12. Bölüm

4.1K 249 49
                                    

Luhan ve Sehun'un evlenmelerinin üzerinden neredeyse iki hafta geçmişti. Buna rağmen bir kere bile doğru düzgün konuşmamışlar her bir araya geldiklerinde birbirlerini zarar vermek ve kırmaktan başka birşey yapmamışlardı.

Luhan odasının kapısının çalınmasıyla bir an panikledi.

"Majesteleri ben Tao müsaitseniz gelebilir miyim?"

Gelenin Tao olduğunu anlayınca şaşırmıştı. Çok nadir uğrardı. Onunda Sehun istediği için olduğuna emindi. Toparlanıp kendine çeki düzen verdi.

"Gelebilirsiniz." dedi nefesini toplayarak.

Tao içeri girdiğinde eğilerek selamladı. "Majesteleri yarın ki balo için kıyafetlerinizi getirdim." gelme sebebini iletti Luhan'a.

Luhan merakına yenilip Tao'ya "Sehun nerde?" diye sordu.

"İşlerinin başına döndü. Fakat biraz morali bozuk gibiydi." diyerek yanıtladı.

"Benim yüzümden değil mi?" dedi. *Vücutlarımız birleştiğinde kalplerimizin birbirinden uzaklaştığını hissedebiliyorum. Korktuğum şey de buydu tam olarak.* diye içinden geçirdi.

"Tao yapabileceğim hiçbir şey yok değil mi? Tahmin ettiğim gibi hiç evlenmememiz gerekirdi."

Tao Luhan için kendini kötü hissetmişti. Kendi ülkesinden uzakta ne kadar çok yalnızlık ve acı çektiğini biliyordu. Bu yüzden onu biraz konuşmasıyla rahatlatmaya karar verdi.

"Kral olabilmek için velaht prensin eski kraliçe tarafından seçilen gelinle evlenmesi gerekiyordu. Bu eski bir gelenek ve maalesef zaman zaman mutsuzluk getirebiliyor." dedi.

"Ama Tao ben bunu anlayamıyorum. Sırf gelenekler böyle diye mutsuz bir hayat geçirmek bana çok anlamsız geliyor. Eski zamanlarda olsa anlayabilirdim ama şimdiki zamanda çok saçma geliyor. Ben mecbur olmasam kesinlikle böyle bir şeye karşı çıkardım." diye cevapladı Tao'yu.

Tao Luhan'ın ağzından çıkan 'mecbur' kelimesi dikkatini çekmişti ve Sehun için bunu araştırmaya karar verdi. İlginç şeylerle karşılaşacağını hissediyordu.

"Majesteleri'nin babası da kral olmadan önce eşi kraliçe tarafından seçilmişti. Her ne kadar kendi sevip seçtiği insanla evlenmek istese de gelenekler karşısına bir duvar gibi çıkmıştı. Sonuç olarak majesteleri böyle bir durumda dünyaya geldi. Çocukluğundan beri bunları görmeye alıştı ve kendini krallık mücadelesi içinde buldu. Başkalarına güvenmeyen bir kişi haline geldiğini kimse farketmedi." diyerek devam ettirdi sözünü Tao.

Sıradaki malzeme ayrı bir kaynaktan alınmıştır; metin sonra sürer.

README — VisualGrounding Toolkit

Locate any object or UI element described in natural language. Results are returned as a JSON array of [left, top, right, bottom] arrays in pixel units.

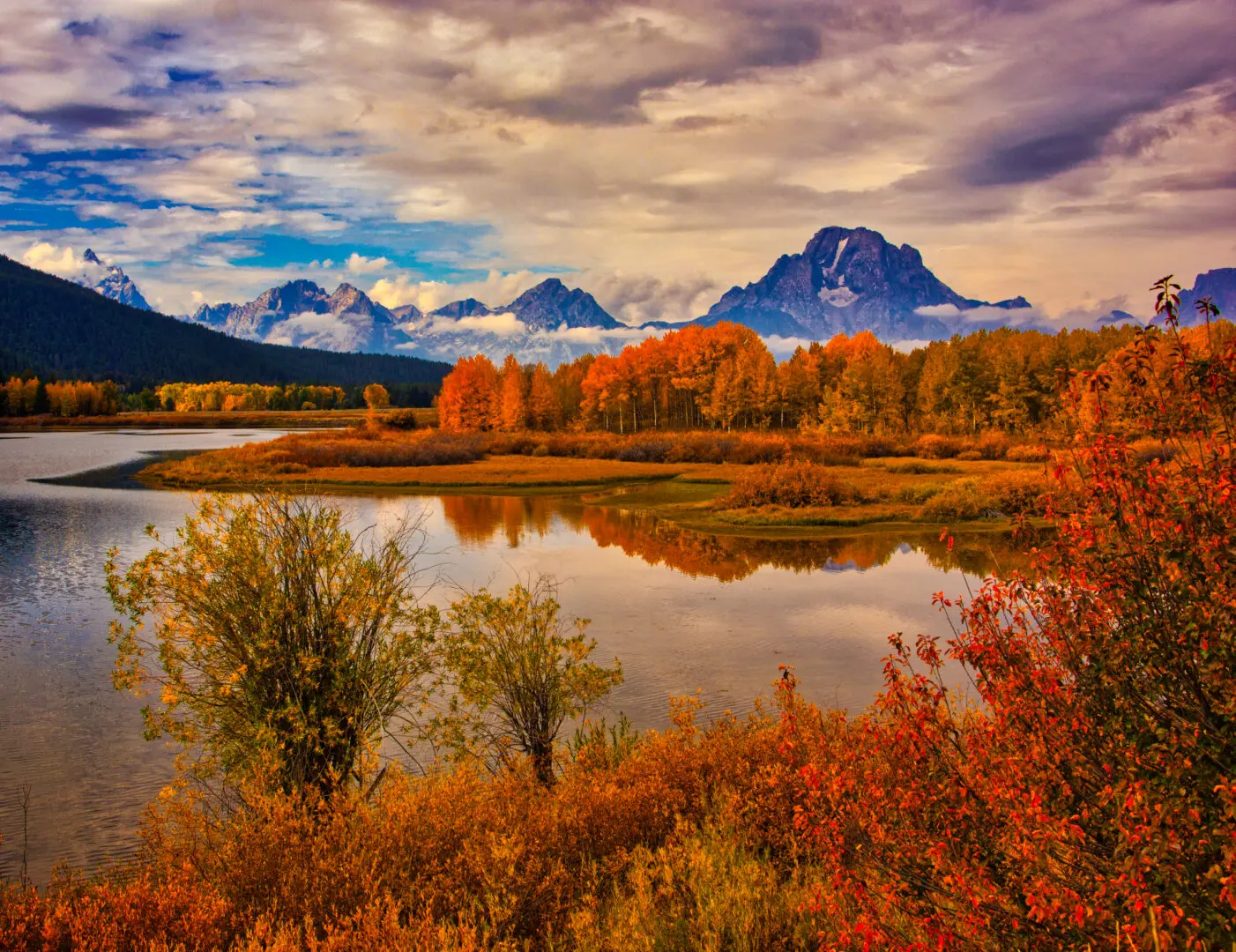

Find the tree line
[[437, 322, 1158, 435], [0, 374, 428, 417]]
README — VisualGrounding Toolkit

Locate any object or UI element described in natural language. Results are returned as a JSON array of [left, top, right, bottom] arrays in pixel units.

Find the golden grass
[[139, 427, 1043, 534], [0, 406, 437, 430], [175, 457, 738, 488]]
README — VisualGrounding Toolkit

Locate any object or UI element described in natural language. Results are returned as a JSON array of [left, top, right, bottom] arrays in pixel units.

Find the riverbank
[[0, 406, 437, 433], [138, 430, 1043, 538]]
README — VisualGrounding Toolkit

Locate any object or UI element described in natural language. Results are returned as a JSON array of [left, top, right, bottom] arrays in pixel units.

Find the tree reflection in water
[[440, 495, 1028, 583]]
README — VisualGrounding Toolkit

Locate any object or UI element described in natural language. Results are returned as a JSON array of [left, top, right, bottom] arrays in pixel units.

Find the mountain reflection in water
[[442, 495, 1028, 583]]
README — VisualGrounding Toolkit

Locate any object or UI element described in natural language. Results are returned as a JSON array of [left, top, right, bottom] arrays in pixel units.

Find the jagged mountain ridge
[[188, 279, 629, 365], [1180, 268, 1236, 326], [190, 279, 404, 353], [73, 249, 152, 310], [696, 225, 1031, 341], [56, 227, 1236, 366]]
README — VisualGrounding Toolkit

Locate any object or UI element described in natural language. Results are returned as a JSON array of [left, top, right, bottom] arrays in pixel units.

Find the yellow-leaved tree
[[107, 495, 442, 796], [428, 577, 622, 786]]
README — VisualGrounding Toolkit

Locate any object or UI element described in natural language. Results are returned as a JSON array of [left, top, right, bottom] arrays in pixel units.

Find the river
[[0, 430, 991, 882]]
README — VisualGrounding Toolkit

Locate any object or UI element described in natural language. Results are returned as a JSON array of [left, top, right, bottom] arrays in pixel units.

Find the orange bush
[[717, 463, 859, 509]]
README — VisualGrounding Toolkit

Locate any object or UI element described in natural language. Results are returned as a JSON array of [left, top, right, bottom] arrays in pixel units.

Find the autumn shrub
[[963, 430, 1011, 460], [1128, 438, 1177, 464], [0, 701, 814, 952], [1005, 443, 1052, 463], [382, 409, 419, 430], [894, 483, 944, 506], [570, 823, 822, 952], [786, 279, 1236, 952], [979, 470, 1048, 516], [912, 433, 962, 460], [105, 495, 440, 793], [883, 460, 962, 476], [923, 479, 991, 522], [716, 463, 860, 509]]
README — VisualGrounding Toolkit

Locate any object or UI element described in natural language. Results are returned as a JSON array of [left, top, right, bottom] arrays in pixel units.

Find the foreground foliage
[[107, 495, 440, 795]]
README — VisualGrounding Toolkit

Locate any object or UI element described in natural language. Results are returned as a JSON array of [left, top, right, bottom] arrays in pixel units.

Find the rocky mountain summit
[[697, 227, 1030, 341], [1180, 268, 1236, 326], [188, 279, 629, 365], [73, 249, 152, 310], [190, 279, 404, 353], [50, 225, 1236, 366]]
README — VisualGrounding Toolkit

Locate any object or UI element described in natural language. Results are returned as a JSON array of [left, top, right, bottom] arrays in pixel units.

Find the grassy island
[[139, 421, 1046, 534]]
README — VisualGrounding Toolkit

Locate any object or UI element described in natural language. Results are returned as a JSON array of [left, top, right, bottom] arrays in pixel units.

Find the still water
[[0, 430, 991, 881]]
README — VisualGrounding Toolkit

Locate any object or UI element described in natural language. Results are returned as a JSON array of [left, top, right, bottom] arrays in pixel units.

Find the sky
[[0, 0, 1236, 323]]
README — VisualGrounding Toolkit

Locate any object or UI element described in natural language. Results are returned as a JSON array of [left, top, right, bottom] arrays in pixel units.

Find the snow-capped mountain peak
[[73, 249, 151, 310]]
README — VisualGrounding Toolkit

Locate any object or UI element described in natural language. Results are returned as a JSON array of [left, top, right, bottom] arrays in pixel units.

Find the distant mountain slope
[[0, 255, 450, 386], [1180, 268, 1236, 325], [188, 279, 631, 366], [394, 279, 652, 368], [74, 249, 151, 310], [696, 225, 1030, 341]]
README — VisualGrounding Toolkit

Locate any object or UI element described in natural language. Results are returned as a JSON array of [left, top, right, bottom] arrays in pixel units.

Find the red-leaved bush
[[785, 279, 1236, 949]]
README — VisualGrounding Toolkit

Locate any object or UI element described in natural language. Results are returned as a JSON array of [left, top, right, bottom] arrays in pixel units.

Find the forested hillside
[[0, 255, 449, 390]]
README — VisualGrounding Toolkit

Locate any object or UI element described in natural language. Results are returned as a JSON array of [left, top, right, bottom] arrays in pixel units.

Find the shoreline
[[131, 450, 1042, 541]]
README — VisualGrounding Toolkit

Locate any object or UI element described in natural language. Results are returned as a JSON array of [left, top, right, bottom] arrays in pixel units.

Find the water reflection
[[442, 495, 1027, 583], [0, 432, 1014, 881]]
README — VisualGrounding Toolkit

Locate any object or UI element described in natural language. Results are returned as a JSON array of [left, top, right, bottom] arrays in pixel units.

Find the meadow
[[141, 423, 1048, 531]]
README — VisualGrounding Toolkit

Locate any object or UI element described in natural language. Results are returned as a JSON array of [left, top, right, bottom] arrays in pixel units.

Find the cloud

Luhan Sehun için çok üzülüyordu. Onu sevmek ve yanında olmak istiyordu. Ama kendisini onun için satın alınmış bir eşya olarak gördüğü sürece bu çok uzak bir gelecek gibi geliyordu. Bu şekilde bir hayatı olmasını istemiyordu.

"Tao ona nasıl yardım edeceğimi bilmiyorum. Ne yapmam lazım?" diye konuştu.

"Majesteleri rica ediyorum lütfen ne olusa olsun onun yanından ayrılmayın. Kralımız pek çok şeyden vazgeçti. Ailesinden, kardeşinden, arkadaşlarından ve kendi mutluluğundan." dedikten sonra Luhan'ı düşünceler arasında bırakıp eğilerek selam verdikten sonra odadan ayrıldı.

Tao araştırmasına bir an önce başlamayı düşünüyordu. İkisinin durumuna çok üzülüyordu. Birbirlerine sürekli zarar veriyorlardı ve bu durum hiç hoşuna gitmiyordu.

***

Luhan dayanamayıp Sehun'u görmek için onun çalışma odasına gitmeye karar verip odasından ayrıldı.

Uzun bir araştırmanın sonucunda hedefini bulmuştu. Derin bir oh çekip rahatladı. Çünkü kaybolmaktan korkuyordu. Sarayın bu kısmına daha önce gelmediğini farketti. Aslında kendi odasından bile çok nadir çıkabiliyordu. Aşırı derecede korunuyordu ve bunun nedenini çok merak ediyordu.